Notably, a plan put forth by former US secretaries of state James Baker and George Shultz in 2017 proposed a carbon fee that would start at $40 a ton and increase every year at 5% above inflation, in line with conventional views rooted in some of the earliest and most influential climate-economy models.
But the new model, published September 1 in the Proceedings of the National Academy of Sciences, concludes it would be much more effective to start with a price well above $100. That tax would tick up a bit further in the first decade or so, before slowly sliding downward for the next few centuries.
In basic terms, the so-called EZ-Climate model attempts to merge the tools of financial economics into climate economics, which ends up placing a higher estimated cost on uncertainty—and higher value on averting risks.

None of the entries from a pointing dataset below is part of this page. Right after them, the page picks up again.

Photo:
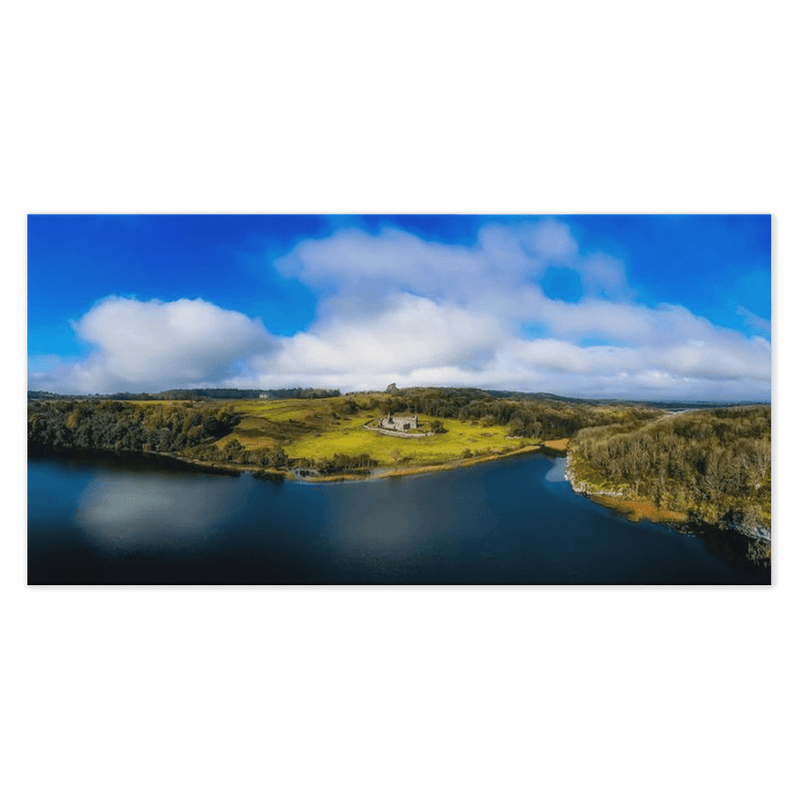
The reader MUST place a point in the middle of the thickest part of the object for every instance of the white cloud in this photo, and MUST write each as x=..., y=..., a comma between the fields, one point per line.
x=157, y=345
x=395, y=308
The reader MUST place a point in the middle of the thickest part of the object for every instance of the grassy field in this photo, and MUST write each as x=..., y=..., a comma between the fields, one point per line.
x=319, y=429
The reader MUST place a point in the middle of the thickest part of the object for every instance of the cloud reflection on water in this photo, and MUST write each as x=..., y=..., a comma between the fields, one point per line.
x=131, y=511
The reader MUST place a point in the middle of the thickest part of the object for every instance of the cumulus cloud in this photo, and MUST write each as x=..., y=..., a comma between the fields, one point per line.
x=394, y=308
x=148, y=345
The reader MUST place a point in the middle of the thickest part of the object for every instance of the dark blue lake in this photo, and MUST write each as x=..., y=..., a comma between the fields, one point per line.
x=111, y=520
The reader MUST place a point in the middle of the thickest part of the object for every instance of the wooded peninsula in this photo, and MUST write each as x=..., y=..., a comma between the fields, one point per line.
x=704, y=465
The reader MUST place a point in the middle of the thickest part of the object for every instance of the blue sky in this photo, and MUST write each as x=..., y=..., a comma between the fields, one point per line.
x=630, y=306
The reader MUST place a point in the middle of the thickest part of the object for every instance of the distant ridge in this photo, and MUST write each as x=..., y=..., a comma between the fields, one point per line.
x=445, y=391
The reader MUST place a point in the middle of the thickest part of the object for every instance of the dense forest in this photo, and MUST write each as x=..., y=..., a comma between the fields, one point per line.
x=714, y=465
x=132, y=427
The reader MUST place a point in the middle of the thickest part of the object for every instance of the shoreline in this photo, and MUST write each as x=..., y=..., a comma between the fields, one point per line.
x=636, y=508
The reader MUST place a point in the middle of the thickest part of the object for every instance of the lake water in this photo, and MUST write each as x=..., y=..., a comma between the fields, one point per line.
x=108, y=520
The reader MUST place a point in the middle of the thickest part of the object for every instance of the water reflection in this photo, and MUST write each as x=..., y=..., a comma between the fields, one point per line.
x=130, y=511
x=557, y=472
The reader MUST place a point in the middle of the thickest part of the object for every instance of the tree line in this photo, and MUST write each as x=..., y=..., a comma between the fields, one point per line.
x=123, y=426
x=713, y=464
x=527, y=417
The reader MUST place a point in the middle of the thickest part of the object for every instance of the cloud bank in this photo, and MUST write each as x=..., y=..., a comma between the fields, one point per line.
x=393, y=307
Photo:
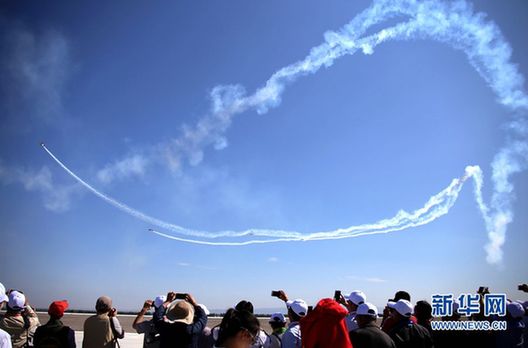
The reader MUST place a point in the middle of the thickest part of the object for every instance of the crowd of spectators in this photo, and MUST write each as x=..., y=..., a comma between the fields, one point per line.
x=179, y=321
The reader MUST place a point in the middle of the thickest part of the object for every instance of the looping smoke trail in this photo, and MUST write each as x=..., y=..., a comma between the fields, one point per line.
x=452, y=23
x=437, y=206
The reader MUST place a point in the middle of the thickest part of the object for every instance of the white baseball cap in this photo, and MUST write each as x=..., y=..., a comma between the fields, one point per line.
x=403, y=307
x=367, y=309
x=158, y=301
x=357, y=297
x=16, y=300
x=202, y=306
x=3, y=296
x=277, y=318
x=515, y=309
x=298, y=306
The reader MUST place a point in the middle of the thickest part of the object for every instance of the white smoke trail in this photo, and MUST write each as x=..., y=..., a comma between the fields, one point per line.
x=453, y=23
x=437, y=206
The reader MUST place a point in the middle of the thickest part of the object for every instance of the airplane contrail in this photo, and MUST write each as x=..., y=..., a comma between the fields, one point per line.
x=453, y=23
x=437, y=206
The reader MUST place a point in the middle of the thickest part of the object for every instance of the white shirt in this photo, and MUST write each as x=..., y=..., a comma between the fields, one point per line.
x=292, y=336
x=351, y=322
x=5, y=339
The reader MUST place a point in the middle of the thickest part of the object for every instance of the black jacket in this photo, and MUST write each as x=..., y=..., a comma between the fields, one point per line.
x=54, y=334
x=371, y=336
x=180, y=335
x=407, y=334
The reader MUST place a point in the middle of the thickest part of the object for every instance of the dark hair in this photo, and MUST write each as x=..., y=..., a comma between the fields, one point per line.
x=233, y=322
x=423, y=310
x=244, y=306
x=277, y=324
x=293, y=316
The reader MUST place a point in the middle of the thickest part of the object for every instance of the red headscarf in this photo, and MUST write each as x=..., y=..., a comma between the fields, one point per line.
x=325, y=326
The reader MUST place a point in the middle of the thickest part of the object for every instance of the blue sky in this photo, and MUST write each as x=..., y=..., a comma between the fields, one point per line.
x=108, y=86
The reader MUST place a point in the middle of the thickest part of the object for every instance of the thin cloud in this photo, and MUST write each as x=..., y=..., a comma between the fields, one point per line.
x=55, y=197
x=366, y=279
x=35, y=68
x=133, y=165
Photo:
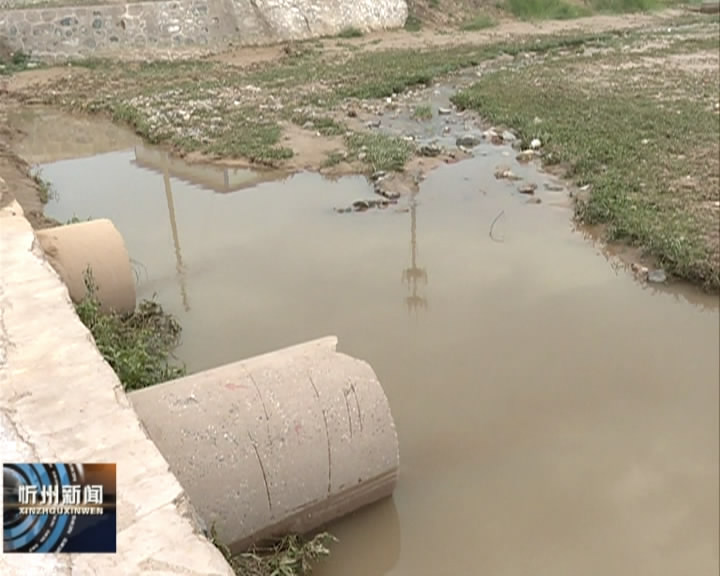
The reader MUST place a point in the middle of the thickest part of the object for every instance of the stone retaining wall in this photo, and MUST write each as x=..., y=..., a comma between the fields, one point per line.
x=65, y=32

So the model finds a few things likely happen over time.
The higher the price is at the start, the more rapidly nations and businesses will develop and deploy cleaner ways of doing things, says Gernot Wagner, an author of the paper and associate professor at New York University’s Department of Environmental Studies.
That also means the price on carbon can start to decline sooner, as more and more of the economy shifts to systems and sources that no longer pump out emissions. But in addition, the world will simply learn more about the exact impacts of climate change, and what it takes to address them.
“Uncertainty resolves itself over time,” Wagner said in an email, so we no longer have to pay a higher price for it.
He cowrote the paper and created the new model with Columbia University economist Kent Daniel and Robert Litterman, formerly head of the quantitative investment strategies group at banking giant Goldman Sachs.
Another notable finding from the model is that the cost of putting off a carbon price rises at a staggering rate the longer we delay. If we wait a year to implement an effective carbon tax, the estimated cost of additional climate-change impacts will reach approximately $1 trillion. If we wait five years, that swells to $24 trillion. A 10-year delay could cost the world $100 trillion.
Wagner stresses that the most effective starting price for a carbon tax is impossible to know. But some scenarios in the model show it could be higher than $200, depending on certain assumptions.
Of course, as with much of climate policy, there’s a clear mismatch between the ideal solution in theory and the one that can actually be signed into law. Carbon taxes have proved very difficult to pass, and the higher the starting price, the harder it likely becomes.